Insolvency and Bankruptcy Code



    • At the sixth anniversary of the Insolvency and Bankruptcy Board of India (IBBI) on October 1, the Union Finance Minister voiced concerns over banks taking a hefty haircut on loans that go through the resolution process under Insolvency and Bankruptcy Code (IBC).

    About IBC

    • Introduction: IBC was introduced in 2016 when India’s Non­ Performing Assets (NPA) and debt defaults were piling up and older loan recovery mechanisms were performing badly.
    • Aims: 
    • To overhaul the corporate distress resolution regime in India. 
    • To consolidate existing laws to create a time bound mechanism with a creditor-­in-­control model as against the debtor in possession system. 
    • Outcomes: As per the IBC triggered insolvency, there are just two outcomes: resolution or liquidation.  
    • Three classes of persons can trigger the corporate insolvency resolution process (CIRP) which are financial creditors, operational creditors and corporate debtors.

    Objectives of the IBC Resolution

    According to its regulator IBBI, the objectives of the IBC resolution are

    • To find a way to save a business through restructuring, change in ownership, mergers etc. 
    • To maximize the value of assets of the corporate debtor 
    • To promote entrepreneurship, availability of credit, and balancing of interests. 

    Challenges for the IBC

    • Lack of proper resolution: As per the IBBI data of 3400 cases in the last six years, more than 50% of the cases ended in liquidation while only 14% cases found a proper resolution. 
    • Huge delays in resolution: Initially, IBC was touted as a time bound mechanism.
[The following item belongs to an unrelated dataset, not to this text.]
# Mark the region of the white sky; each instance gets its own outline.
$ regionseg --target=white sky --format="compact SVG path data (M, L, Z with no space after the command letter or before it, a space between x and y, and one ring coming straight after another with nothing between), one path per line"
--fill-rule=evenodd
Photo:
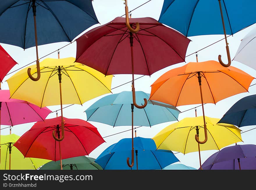
M138 6L148 0L128 0L128 4L129 10L131 10ZM158 20L160 15L163 0L152 0L151 1L142 6L132 12L132 18L150 17ZM97 18L102 24L104 24L114 19L117 17L120 17L125 13L125 5L124 1L121 0L94 0L93 4ZM95 25L81 34L84 33L89 30L100 24ZM248 33L255 27L255 25L251 26L242 30L234 34L233 37L228 38L231 59L233 59L239 46L241 40ZM79 37L79 36L77 37ZM192 40L189 45L187 51L186 55L191 53L204 48L224 37L224 35L208 35L189 37ZM67 42L59 42L46 44L38 46L39 56L42 57L52 51L69 43ZM1 45L8 53L18 63L10 71L10 72L32 62L36 59L35 48L34 47L26 49L24 51L22 48L13 46L1 44ZM76 42L72 43L60 50L61 58L68 57L75 57L76 50ZM214 60L218 61L218 55L222 55L222 58L224 63L227 62L225 40L223 40L209 47L198 53L198 61L205 61L209 60ZM58 58L57 52L47 56L46 58ZM43 59L42 59L40 61ZM185 59L186 62L195 62L195 54L187 57ZM35 64L35 63L33 64ZM136 90L141 91L150 93L151 90L150 85L162 74L170 70L183 65L186 63L180 63L168 67L153 74L150 77L145 76L136 80L135 82ZM256 77L256 71L248 67L235 61L232 61L232 65L237 67L251 75ZM5 81L14 73L8 75L4 79ZM135 78L141 75L135 75ZM116 75L113 77L112 82L112 88L113 88L122 84L130 81L131 79L131 75ZM256 80L253 81L252 84L256 83ZM131 84L129 83L122 86L115 88L112 91L114 93L119 93L123 91L131 90ZM3 82L1 84L2 89L9 89L8 84ZM225 89L223 89L225 90ZM207 104L204 106L205 113L206 115L212 117L221 118L229 108L237 101L242 97L254 94L256 93L256 85L250 87L249 93L245 93L235 95L227 98L217 102L216 105L214 104ZM69 118L77 118L86 120L86 115L84 111L92 104L100 99L103 96L109 95L107 94L103 96L97 97L84 103L82 106L75 105L72 106L63 110L63 116ZM194 107L196 105L190 105L178 106L177 108L181 111ZM64 105L63 107L68 105ZM48 106L52 111L60 108L60 106ZM202 115L201 107L197 109L197 115ZM59 111L58 115L61 115L61 112ZM195 116L195 110L191 110L182 113L179 116L178 119L180 120L187 117L193 117ZM47 119L52 118L56 117L55 113L51 113ZM161 129L175 122L168 122L157 125L152 126L142 127L137 130L137 136L145 138L152 138ZM113 128L107 125L94 122L90 122L97 128L98 130L103 137L110 135L121 131L130 129L131 126L121 126ZM12 129L12 133L21 136L27 130L29 129L34 123L26 124L15 126ZM1 125L1 128L6 127L6 126ZM243 127L240 129L243 131L247 131L255 127L255 126ZM8 129L1 130L1 135L9 134ZM117 142L120 139L124 138L131 137L131 132L122 133L119 134L104 138L106 142L102 144L93 151L89 155L90 157L96 158L106 148L112 144ZM245 133L241 134L244 142L239 142L238 144L255 144L256 136L256 129ZM234 144L230 146L234 145ZM207 158L213 153L218 151L209 150L201 151L201 159L202 164ZM198 168L200 165L198 154L198 152L191 153L185 155L182 153L176 154L175 155L181 162L180 163ZM179 163L176 162L175 163Z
The amended IBC act made the total timeline for completion of the resolution process to 330 days from the earlier 180­ day deadline (with a permitted 90­ day extension). 
    • However, in FY22, it took 772 days to resolve cases involving companies owing more than ?1,000 crore. Also, the average number of days taken for resolution of such cases increased rapidly over the past 5 years.  
    • Haircuts: It means the debt foregone by the lender as a share of the outstanding claim. 
    • The Parliamentary Standing Committee on Finance in 2021 noted an average haircut of 80% by the creditors in more than 70% of the cases in the 5 years of the IBC. 
    • As per The Hindu Data Team, almost 33 of 85 companies with more than ?1,000 crore debt had been given haircuts above 90% by the lenders.
    • For example, the Videocon Group was given a haircut of 95.3% by the creditors. 
    • Lack of digitisation has led to the delays beyond the prescribed statutory limits in the insolvency resolution process.


    • Addressing NPA problem: The IBC was instrumental in reviving India’s insolvency regime and successfully addressing the looming threat of NPAs.
    • Credit discipline: Ease of credit flow is necessary for attainment of Ease of doing business and economic growth. Under the IBC regime, Rs. 2.5-lakh crore has been brought back into the banking system as a result of resolution of insolvencies.
    • The World Bank’s report: India’s rank in resolving insolvency went from 136 in 2017 to 52 in 2020, after the implementation of the IBC in 2016.

    Insolvency and Bankruptcy Code (Amendment)bill, 2021 

    • The Pre-packaged Insolvency Resolution Process (PIRP)/‘pre-packs’ was proposed as an insolvency resolution mechanism for Micro, Small and Medium Enterprises (MSMEs).
    • Aim: PIRP process in the Code will address the issues faced by MSMEs due to the impact of the pandemic and the unique nature of their business, duly recognizing their importance in the economy.

    Way Forward

    • The Parliamentary Standing Committee suggested that the timeline of not more than 30 days to admit the insolvency application and transfer control of the company to a resolution process after filing. 
    • New yardstick to measure haircuts: The IBBI suggested that haircuts not be looked at as the difference between the creditor’s claims and the actual amount realized. But the difference between what the company offers while entering IBC and the value realized.
    • Optimum budgetary allocations for upskilling insolvency professionals, improving tribunal infrastructure and for digitisation of the insolvency resolution process.